Very good for getting in the mind of your friends Jan 14, 2003
This book provides many good ideas but falls somewhat short on presenting how-to items succinctly.
What I was looking for was a book I could use to teach a class on relationship evangelism. Furthermore, my ideal is a book that addresses post-modern people (especially Gen-Xers and Gen-Yers) with their common aversion to embracing any exclusive or absolute truth. This book worked very well, but I had to work harder than I would have liked in creating my own group study guide.
This book, like most on the subject, takes a narrative approach to each chapter. What I would have liked but did not find were: 1. Discussion or review questions at the end of each chapter 2. Application exercise(s) at the end of each chapter, focused on building lifelong habits.

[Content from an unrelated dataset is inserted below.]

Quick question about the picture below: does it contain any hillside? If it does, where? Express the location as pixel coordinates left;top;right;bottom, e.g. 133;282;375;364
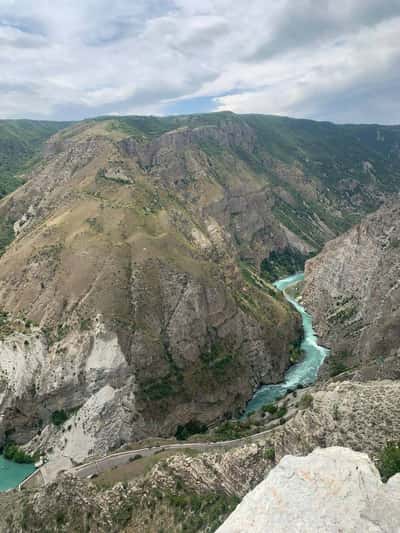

The content is there, but not split out in a clear, action-oriented recap. Inside the Mind of Unchurched Harry & Mary has similar strenghts and weaknesses.
A promising new book that I may use is Evangelism Outside The Box (Rick Richardson, 2000).
Older books that have worked very well for me in teaching others are: (roughly in order of preference): Power Evangelism (John Wimber, 1992), Witnessing Without Fear (Bill Bright, 1987), Out of the Salt Shaker (Rebecca Pippert).